Tuesday, May 18, 2010

Try or Qualify?

As hard-core gamblers who play racing and other sports we are almost immune to changes in performance due to effort. No team wants to lose the second half of a double-header, no team wants to lose the home half of a home and home, and often this is reflected in the odds. In racing this is tantamount to a trainer whose first of a layoff numbers are 2%, and second off a layoff is 15%. The horse will be 15-1 in his first tilt and maybe chalk in his second return race.

That's fine for a lot of bettors, but what happens when a horse, who should win easily, is a no-try? In the grandstand that is called a stiffaroni, and it happens. Is this good for racing? Because you and I and many others can 'guess' a horse's connections willingness to go all out we might not think much of it, but what does it say to the general public?

On a chat board recently a harness bettor spoke of the race last Saturday at the Meadowlands. In this race, Ideal Matters was 2-5. Slam dunk right? No, not really; he was off three weeks. Since the horse is not a speed horse anyway, and he had the six hole, one could easily expect the horse to drop back, and take what the race gives him. And that is what he did. After a crawling half he could not make up the ground needed - he was never in the race - and he failed to hit the board.

From the bettor who was not happy with this performance: "He said it's a NJSS race going for real money. If he needed a race, they should have found a qualifier. You can't drive a 2/5 like it's a qualifier as 90% of the people who are betting money have you on their ticket and expect us not to feel like we got robbed while watching that effort."

Forgetting this race for a moment, and realizing that this happens more than this one instance what do you think? If a horse is off a month and does not try, is it fair? If a driver drives a 2-5 shot like he is a 10-1 shot, should there be penalties? Should that trainer have qualified the horse if he wanted a tightener, or is this an instance we should be able to know as bettors?

Do you have any opinion on the matter?

4 comments:

Cangamble said...

Trainers in both games will always have more information than the general public. It is impossible for them not to.
Where do you draw the line though? Tough question.

Anonymous said...

In the grand scheme of things, is a division of the NJSS really that big of a deal to the connections of Ideal matters?
Of course they used that race as a tightener, and they can afford to finish 4th.
Was it all out?
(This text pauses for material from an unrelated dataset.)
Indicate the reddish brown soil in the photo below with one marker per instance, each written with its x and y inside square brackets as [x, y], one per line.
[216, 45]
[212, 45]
Of course not. However, as you pointed out, sharp bettors will already have factored that in going into that race, not to mention sharp bettors who were on board with the Glenview horse last week at WEG knew that Ideal was in for a fight anyway.
This happens every night at every track, as seasoned cappers, it's almost expected. Of course some are more severe than others, but until they start giving out any type of penalties, this will continue.
The problem is, the casual fan, who may be new to the game, or not as much in tune with it as we are might not like this, might look at the book and wonder how a horse like Ideal Matters could lose, let alone finish off the board.

best regards and good luck in the molson

Louis.

Pacingguy said...

It is not a question of stiffing a horse. Anyone who has been following this game for a while, should realize a horse that has been off three weeks is not sharp. You don't expect a horse like this to race brave the first time back, but basically sit back and hope for a trip.

As for a qualifier, being used to get a horse back into top form? Qualifiers are not races; they are not competitive. They are used to show a horse can meet the qualifying standard and act well. Unless you are in a race where everyone is trying, it is not the same.

A driver who has a 2-5 shot that has raced within two weeks better be trying from the word go. A driver of a horse that has been off for a while is not obligated to gut a horse at 2-5, but to put themselves in a position to get a trip.

That being said, sometimes the wagering public is wrong.

Our problem is we are not educating the casual player correctly. Your racetrack with a handicapping show during the races needs to let people know the horse may not be driven aggressively due to the time off. If there are handicapping comments in the program, make sure it is mentioned for a particular horse. And let people know that just because you are not driving aggressively doesn't mean you are not trying; some horses need a trip.

Education is the word.

Anonymous said...

Education is right.... horsepeople (drivers/trainers) need to be educated that bettors are betting tons of cash in pools so they have to try if favored. Bettors have to be educated that every race is a not a conspiracy if something happens like this.